Charente-Maritime : 16 interdictions de paraître, 7 expulsions et 1 fermeture au titre de la loi anti-narcotrafic
Un an après sa promulgation, la loi du 13 juin 2025 contre le narcotrafic produit un premier bilan chiffré en Charente-Maritime.
Le préfet de la Charente-Maritime a annoncé le 13 juin 2026, date anniversaire de la loi anti-narcotrafic, un bilan de 16 interdictions administratives de paraître, 7 expulsions locatives et 1 fermeture de commerce prononcées dans le département. Ces mesures s'inscrivent dans un contexte de plus de 50 trafics de stupéfiants démantelés en 2025.
L’essentiel
- 16 interdictions de paraître prononcées par le préfet de la Charente-Maritime au titre de la loi n° 2025-532 du 13 juin 2025.
- 7 expulsions locatives engagées via injonction aux bailleurs, et 1 fermeture de commerce ordonnée.
- Plus de 50 trafics de stupéfiants démantelés dans le département en 2025, selon la préfecture (communiqué de février 2026).
- La loi est en vigueur depuis le 15 juin 2025, lendemain de sa publication au Journal officiel.
Un bilan annoncé le jour anniversaire de la loi
Le 13 juin 2026, soit exactement un an après la promulgation de la loi visant à sortir la France du piège du narcotrafic, la préfecture de Charente-Maritime a publié un bilan chiffré de son application dans le département. Selon le compte officiel @Prefet17, 16 interdictions administratives de paraître, 1 fermeture de commerce et 7 expulsions locatives ont été prononcées.
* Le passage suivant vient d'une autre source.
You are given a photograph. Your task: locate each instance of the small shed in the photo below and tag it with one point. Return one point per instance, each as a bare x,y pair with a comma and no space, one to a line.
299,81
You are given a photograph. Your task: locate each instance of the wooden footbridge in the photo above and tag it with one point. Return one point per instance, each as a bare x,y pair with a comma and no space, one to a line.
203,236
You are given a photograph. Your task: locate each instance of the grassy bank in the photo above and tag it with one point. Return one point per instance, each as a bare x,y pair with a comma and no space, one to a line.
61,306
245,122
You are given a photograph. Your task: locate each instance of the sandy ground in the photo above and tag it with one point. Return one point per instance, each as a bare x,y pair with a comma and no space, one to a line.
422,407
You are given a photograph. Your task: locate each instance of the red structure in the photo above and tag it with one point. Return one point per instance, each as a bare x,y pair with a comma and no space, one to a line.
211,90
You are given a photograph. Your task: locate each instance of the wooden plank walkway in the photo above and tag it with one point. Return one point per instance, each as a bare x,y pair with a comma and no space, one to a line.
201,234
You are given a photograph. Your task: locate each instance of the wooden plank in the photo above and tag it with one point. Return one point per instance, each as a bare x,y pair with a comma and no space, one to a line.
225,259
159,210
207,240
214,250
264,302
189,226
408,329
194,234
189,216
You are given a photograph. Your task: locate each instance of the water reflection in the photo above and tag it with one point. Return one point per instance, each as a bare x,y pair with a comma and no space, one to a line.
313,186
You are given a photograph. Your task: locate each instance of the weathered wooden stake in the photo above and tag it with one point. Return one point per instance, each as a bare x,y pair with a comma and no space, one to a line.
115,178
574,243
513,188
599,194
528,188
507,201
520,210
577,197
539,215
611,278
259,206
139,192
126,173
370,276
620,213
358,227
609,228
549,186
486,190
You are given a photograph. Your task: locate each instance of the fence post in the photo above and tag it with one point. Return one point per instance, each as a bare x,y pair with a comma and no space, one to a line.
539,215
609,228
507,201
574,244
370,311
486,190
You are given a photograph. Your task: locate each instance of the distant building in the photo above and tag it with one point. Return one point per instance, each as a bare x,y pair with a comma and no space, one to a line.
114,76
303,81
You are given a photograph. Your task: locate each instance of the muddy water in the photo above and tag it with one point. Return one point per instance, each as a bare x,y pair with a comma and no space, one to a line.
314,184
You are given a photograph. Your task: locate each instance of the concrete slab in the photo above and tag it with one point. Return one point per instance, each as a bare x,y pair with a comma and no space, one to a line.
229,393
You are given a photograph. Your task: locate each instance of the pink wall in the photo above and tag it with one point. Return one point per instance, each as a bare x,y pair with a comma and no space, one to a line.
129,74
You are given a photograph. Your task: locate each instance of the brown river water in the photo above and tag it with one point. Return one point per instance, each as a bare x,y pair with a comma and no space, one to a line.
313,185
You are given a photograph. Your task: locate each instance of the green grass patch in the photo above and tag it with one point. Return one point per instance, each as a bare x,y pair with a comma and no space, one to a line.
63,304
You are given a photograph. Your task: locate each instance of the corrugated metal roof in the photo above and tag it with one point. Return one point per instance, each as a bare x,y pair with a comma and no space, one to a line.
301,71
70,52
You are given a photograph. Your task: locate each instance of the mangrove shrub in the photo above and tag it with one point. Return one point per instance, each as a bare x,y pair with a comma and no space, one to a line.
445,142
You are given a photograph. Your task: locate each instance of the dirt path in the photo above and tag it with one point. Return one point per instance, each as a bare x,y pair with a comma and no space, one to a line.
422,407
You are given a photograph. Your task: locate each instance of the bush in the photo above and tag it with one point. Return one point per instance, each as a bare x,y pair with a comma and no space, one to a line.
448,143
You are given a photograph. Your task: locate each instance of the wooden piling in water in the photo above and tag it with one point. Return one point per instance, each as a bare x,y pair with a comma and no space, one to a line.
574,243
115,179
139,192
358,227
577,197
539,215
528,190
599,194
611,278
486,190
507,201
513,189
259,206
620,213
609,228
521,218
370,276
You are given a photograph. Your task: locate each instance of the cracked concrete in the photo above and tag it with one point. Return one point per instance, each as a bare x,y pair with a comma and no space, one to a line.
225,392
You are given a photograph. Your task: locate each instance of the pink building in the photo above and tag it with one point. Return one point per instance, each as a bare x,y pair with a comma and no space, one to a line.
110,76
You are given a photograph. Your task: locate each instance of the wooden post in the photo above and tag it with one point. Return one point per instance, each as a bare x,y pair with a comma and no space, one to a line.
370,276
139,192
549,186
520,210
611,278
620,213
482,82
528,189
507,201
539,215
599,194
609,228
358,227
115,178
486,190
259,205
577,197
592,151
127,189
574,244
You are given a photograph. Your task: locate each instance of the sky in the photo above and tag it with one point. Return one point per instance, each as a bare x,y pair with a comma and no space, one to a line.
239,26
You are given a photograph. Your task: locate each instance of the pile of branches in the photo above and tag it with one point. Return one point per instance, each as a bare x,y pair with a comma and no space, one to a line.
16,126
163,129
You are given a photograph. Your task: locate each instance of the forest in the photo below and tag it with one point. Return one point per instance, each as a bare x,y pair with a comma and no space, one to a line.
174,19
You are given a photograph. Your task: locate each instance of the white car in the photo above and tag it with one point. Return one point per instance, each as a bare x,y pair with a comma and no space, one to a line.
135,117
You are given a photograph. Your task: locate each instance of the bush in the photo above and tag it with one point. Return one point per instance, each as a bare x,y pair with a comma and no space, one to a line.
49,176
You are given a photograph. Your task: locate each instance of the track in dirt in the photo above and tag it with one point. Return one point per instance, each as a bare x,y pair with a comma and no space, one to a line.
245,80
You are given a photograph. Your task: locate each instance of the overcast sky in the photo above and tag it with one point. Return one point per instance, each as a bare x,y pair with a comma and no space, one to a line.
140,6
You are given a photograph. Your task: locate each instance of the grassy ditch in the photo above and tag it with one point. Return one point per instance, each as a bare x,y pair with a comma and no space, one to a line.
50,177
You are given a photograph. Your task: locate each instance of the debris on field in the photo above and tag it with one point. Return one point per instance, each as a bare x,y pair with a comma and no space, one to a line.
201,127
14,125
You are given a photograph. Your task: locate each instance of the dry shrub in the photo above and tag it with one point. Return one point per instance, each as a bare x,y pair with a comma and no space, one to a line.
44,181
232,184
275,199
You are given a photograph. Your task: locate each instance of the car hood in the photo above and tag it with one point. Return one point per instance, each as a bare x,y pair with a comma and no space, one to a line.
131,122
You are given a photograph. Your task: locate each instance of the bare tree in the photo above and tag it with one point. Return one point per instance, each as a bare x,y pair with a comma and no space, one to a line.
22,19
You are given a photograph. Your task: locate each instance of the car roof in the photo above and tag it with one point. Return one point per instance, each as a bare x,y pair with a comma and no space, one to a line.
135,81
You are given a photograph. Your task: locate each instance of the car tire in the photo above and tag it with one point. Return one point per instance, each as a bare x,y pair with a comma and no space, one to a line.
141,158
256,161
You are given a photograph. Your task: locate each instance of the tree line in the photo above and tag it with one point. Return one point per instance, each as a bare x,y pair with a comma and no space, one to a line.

Ces chiffres marquent une progression notable par rapport au bilan intermédiaire de février 2026, où la préfecture faisait état de 9 interdictions de paraître et d’une seule procédure d’injonction d’expulsion en cours.
Ce que permettent concrètement ces trois outils
La loi n° 2025-532, définitivement adoptée par l’Assemblée nationale le 29 avril 2025 et promulguée le 13 juin 2025, a créé plusieurs dispositifs inédits. Selon Légifrance, les interdictions administratives de paraître permettent au préfet d’éloigner des individus identifiés des points de deal, pour une durée d’un mois renouvelable. Elles ne nécessitent pas de condamnation judiciaire préalable.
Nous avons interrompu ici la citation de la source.